Find critical points. [itex]f(x,y) = (x-1)^4 + (x-y)^4[/itex]


The Attempt at a Solution



[itex]\frac{\partial f}{\partial x} = 4(x-1)^3 + 4(x-y)^3[/itex]

[itex]\frac{\partial f}{\partial y} = - 4(x-y)^3[/itex]


[itex]\frac{\partial f}{\partial x} = 0[/itex],

[itex]\frac{\partial f}{\partial y} = 0[/itex],

[itex]- 4(x-y)^3 = 0[/itex], x=y

[itex]4(y-1)^3 + 4(y-y)^3 = 0[/itex],


We have a critical point at: y=1,x=1

So as the both part of the function ( [itex](x-1)^4[/itex] and [itex](x-y)^4[/itex] ) will always be grater or equeal 0, and the critical point gives us 0, then I guess it's a min, no?

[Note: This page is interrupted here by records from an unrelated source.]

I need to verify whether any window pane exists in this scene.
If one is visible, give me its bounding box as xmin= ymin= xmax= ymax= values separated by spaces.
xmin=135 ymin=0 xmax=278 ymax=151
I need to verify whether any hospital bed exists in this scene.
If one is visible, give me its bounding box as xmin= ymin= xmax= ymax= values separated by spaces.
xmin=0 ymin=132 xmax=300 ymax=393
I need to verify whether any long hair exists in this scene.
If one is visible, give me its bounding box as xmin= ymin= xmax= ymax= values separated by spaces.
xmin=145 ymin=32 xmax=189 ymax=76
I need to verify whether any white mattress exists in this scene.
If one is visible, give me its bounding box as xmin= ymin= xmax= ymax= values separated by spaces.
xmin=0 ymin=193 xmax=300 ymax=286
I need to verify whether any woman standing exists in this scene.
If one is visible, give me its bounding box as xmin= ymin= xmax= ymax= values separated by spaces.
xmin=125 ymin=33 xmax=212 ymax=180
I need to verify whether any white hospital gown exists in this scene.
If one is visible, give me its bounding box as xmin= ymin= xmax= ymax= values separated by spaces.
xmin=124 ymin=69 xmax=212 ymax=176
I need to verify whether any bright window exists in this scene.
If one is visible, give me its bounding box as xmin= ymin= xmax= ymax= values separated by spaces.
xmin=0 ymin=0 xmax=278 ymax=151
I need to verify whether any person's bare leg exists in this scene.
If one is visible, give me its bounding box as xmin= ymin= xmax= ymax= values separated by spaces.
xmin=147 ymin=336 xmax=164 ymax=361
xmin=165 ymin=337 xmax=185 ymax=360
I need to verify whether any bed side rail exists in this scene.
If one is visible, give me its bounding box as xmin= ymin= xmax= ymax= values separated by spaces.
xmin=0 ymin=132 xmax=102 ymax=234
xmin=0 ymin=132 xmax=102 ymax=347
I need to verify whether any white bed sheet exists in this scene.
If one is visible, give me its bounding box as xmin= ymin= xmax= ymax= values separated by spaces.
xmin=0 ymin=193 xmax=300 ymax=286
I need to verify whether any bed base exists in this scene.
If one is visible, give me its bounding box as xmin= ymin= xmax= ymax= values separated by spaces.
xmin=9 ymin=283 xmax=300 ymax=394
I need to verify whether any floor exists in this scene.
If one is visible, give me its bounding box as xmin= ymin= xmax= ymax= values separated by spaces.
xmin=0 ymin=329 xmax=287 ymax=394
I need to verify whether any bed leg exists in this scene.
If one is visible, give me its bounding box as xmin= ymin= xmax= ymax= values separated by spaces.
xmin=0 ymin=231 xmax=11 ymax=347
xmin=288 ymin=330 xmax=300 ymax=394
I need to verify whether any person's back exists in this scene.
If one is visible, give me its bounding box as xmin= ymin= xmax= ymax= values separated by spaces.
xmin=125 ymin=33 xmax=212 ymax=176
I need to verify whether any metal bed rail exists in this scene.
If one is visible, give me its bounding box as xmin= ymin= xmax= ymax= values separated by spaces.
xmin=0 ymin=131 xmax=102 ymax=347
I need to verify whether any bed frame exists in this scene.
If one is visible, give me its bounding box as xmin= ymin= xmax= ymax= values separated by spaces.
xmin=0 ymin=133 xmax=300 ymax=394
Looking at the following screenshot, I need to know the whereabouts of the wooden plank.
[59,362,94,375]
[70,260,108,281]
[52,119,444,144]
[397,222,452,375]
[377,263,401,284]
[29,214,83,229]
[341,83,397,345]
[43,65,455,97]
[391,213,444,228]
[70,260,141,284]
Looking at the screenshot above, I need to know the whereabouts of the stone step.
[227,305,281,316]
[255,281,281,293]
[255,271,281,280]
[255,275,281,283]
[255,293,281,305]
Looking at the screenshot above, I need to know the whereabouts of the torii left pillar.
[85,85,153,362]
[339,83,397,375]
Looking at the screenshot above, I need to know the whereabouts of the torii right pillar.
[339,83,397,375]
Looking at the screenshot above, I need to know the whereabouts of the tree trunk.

So if I'm not wrong, then why is inconclusive the second derivative text AC-B^2=0

A=Fxx, C=Fyy, B=Fxy

Thanks!

The second derivatives are all zero at the stationary point, so second-order conditions give no information. However, the function f(x,y) is strictly convex, so any stationary point must be a global min.

BTW: having second-order things = 0 does not guarantee minimality: the *sufficient* second-order conditions need a strict inequality ">0". Another way to see this is to note that g(x,y) = -f(x,y) also has all second derivatives = 0, but for it the stationary point is a maximum!